The best laid plans of mice and men often go astray. I posted Happy Mother’s Day to my mom here on Mother’s Day and for some reason she didn’t get to read THAT post. So, last night I got a concerned call from my mom; she wanted to make sure I was ok. And then she wanted to complain I didn’t wish her Happy Mother’s Day. I told her I posted it, which you all know I did. She sees EVERY other post I make, just misses the one where I wish her Happy Mother’s Day. DOH. Oh well, I wished her a belated Happy Mother’s Day over the phone as well as my timely post. It got covered.
I feel better overall. Hip is a dull minor ache, that’ll go away. Shoulder’s are just a little tender still. The crappy feeling from the baby shots seems to have faded. And even my knee feels a bit better. And my cough has taken to being a minor annoyance. So, all in all I feel pretty good.
Next Mayo day is June 7th. They wrote me a message and actually asked me to pick a day between Thursday and Friday. Well, since Fridays are less crowded at Mayo, I chose Friday, the 7th. I have no clue what this appointment is for, that’s a lie, I know that part of the reason for this appointment is to talk to a pulmonologist and to do yet another pulmonary function test. See if they can figure out why I am coughing.
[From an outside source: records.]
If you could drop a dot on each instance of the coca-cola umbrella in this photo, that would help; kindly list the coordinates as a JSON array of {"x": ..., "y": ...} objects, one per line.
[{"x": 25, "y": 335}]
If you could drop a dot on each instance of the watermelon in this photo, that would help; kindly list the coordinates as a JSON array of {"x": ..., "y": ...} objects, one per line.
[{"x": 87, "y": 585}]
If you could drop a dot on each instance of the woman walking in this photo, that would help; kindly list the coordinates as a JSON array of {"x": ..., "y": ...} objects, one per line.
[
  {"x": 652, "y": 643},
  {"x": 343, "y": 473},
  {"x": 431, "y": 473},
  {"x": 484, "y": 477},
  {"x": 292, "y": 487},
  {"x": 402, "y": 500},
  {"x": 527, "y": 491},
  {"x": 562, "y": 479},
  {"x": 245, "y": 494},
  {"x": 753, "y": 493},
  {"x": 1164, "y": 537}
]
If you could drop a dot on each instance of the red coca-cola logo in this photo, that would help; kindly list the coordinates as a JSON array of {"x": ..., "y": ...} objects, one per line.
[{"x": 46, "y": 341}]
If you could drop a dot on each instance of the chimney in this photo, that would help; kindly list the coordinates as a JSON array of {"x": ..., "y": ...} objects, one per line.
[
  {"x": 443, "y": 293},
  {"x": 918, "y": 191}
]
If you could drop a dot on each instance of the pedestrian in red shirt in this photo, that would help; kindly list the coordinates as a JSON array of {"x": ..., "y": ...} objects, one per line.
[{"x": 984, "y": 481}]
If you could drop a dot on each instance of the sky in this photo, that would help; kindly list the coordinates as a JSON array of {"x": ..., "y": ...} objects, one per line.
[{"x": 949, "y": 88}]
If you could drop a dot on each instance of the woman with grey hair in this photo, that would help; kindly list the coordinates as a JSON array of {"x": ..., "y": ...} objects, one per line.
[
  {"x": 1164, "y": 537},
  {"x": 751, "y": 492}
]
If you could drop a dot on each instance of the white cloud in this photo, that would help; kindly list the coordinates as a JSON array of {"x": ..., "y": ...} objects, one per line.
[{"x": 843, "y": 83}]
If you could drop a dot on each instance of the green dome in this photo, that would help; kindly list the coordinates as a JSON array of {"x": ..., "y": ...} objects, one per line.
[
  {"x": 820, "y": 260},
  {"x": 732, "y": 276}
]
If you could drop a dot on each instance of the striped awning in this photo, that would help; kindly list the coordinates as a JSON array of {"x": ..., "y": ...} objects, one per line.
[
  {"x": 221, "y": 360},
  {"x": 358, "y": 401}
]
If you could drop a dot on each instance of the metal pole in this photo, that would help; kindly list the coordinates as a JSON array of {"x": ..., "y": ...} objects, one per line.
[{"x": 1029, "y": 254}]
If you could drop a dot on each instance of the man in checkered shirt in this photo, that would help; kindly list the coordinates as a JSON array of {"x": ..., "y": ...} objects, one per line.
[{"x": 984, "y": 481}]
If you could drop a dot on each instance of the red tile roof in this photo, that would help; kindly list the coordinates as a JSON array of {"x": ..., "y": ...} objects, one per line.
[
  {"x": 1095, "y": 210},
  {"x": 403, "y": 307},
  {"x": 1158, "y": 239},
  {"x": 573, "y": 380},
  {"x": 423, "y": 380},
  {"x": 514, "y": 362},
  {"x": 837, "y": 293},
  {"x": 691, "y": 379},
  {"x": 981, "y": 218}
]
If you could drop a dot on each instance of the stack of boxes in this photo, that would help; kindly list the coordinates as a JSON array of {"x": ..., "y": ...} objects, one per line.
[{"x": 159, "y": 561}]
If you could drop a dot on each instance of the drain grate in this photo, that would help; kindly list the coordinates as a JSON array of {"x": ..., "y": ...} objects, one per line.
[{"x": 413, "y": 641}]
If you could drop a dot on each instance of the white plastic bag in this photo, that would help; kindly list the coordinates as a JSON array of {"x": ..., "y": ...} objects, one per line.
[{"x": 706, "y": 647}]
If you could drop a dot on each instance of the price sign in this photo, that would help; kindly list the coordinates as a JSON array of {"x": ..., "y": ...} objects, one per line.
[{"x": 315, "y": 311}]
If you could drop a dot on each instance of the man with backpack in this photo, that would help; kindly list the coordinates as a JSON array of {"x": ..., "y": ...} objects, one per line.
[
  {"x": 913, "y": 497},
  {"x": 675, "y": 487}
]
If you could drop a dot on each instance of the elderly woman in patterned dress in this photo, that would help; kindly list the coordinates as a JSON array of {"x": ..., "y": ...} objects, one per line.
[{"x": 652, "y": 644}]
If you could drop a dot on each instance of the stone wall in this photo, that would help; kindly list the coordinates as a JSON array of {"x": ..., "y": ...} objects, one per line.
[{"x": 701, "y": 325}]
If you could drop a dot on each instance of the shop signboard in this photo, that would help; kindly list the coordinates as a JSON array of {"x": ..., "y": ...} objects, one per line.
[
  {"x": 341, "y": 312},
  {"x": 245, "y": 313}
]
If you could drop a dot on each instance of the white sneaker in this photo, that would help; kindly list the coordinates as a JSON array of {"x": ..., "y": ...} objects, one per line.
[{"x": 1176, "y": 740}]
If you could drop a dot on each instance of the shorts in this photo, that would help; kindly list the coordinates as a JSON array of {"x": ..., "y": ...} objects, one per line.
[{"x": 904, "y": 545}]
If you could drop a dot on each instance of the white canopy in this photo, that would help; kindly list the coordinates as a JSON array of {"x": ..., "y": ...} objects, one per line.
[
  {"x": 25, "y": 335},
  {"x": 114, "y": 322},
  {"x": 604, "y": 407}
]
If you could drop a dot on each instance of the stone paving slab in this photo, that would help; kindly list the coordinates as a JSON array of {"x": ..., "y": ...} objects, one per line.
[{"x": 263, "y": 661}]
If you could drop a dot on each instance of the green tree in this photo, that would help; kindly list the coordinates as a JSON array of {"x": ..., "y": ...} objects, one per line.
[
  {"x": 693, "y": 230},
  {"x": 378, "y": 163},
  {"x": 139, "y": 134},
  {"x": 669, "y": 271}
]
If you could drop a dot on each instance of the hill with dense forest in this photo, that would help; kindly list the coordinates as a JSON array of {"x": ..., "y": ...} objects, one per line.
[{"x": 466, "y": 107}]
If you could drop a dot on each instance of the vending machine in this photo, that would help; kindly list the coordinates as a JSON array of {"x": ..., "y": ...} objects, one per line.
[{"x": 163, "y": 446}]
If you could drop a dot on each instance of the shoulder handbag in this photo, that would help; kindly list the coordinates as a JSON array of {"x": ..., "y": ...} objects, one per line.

But my cough is getting better, so maybe I can weasel out of the pulmonary testing and out of seeing the pulmonologist. I don’t want to see another specialist who won’t hear anything in my lungs; my lungs are clear. Bah. Stupid waste of a visit.
210 was a short lived weight, that same day I was back down to 208.4. So, I am going to assume, I weigh somewhere around 209 when you average it all out.
Now that is thunder. It’s storming here. Love spring storms. Let it rain and thunder. It’s all good. Makes things green and batters down the pollen count.
Skyrim: My khajitt is almost level 49. Finished the Thieves’ Guild quests, got the Thieves’ Guild back in order, got the cool Guild Master’s armor and everything. All that is left, is the Companions questline, and the Vampire questlines. Think I am going to do the Companions today. I have no interest in doing the Dawnguard questline again right now. The companion questline might just bounce me to level 50 and the achievement. She also has all but 3 of the shouts completely unlocked, 2 from the companions questline ad one from the Dawnguard questline, so yeah, I will do the quests, it’s just such a long questline but I want to unlock all the original shouts. Yeah, I am still having fun playing this Khajitt.
I hate being stuck in a depression. Especially a lengthy one. I much prefer my hypo-manics. Oh well, welcome to my bipolar. Every once in a great while I get stuck in a depression and there is nothing I will let them do about it. Not that I have anyone to do anything about it anyway. I’m beginning to suspect that I am never going to hear from that psychiatrist and I am going to be sans shrink for a while.
The only other problem I have is the mouth and hand tremors. I don’t notice the mouth tremors, except the drool. The hands tremors suck. Chris (the PA) is going to refer me to a neurologist to see if they can figure out why I have these tremors and maybe do something about them. I would say, “Yay, another doctor” but I so don’t feel up to seeing another specialist. He’ll (or she’ll) just put me on a anti-Parkinson’s med and send me on my way. No I do not have Parkinson’s, but it’s how they treat tremors. They are going to mess with my meds more. Yay.
So, overall, life is pretty good. Things could have turned out a lot worse. Last year at this time I had a the biggest catheter I have ever seen shoved up my penis and it was blowing water into my kidneys and sucking it out. It hurt, it was uncomfortable, it was weird, and I never want that to happen again. Now I am trying to determine if I am going to eat a real breakfast and hold out for lunch (lunch probably). And my biggest concern is losing Marcurio as my follower in Skyrim and having to rehire him. LOL.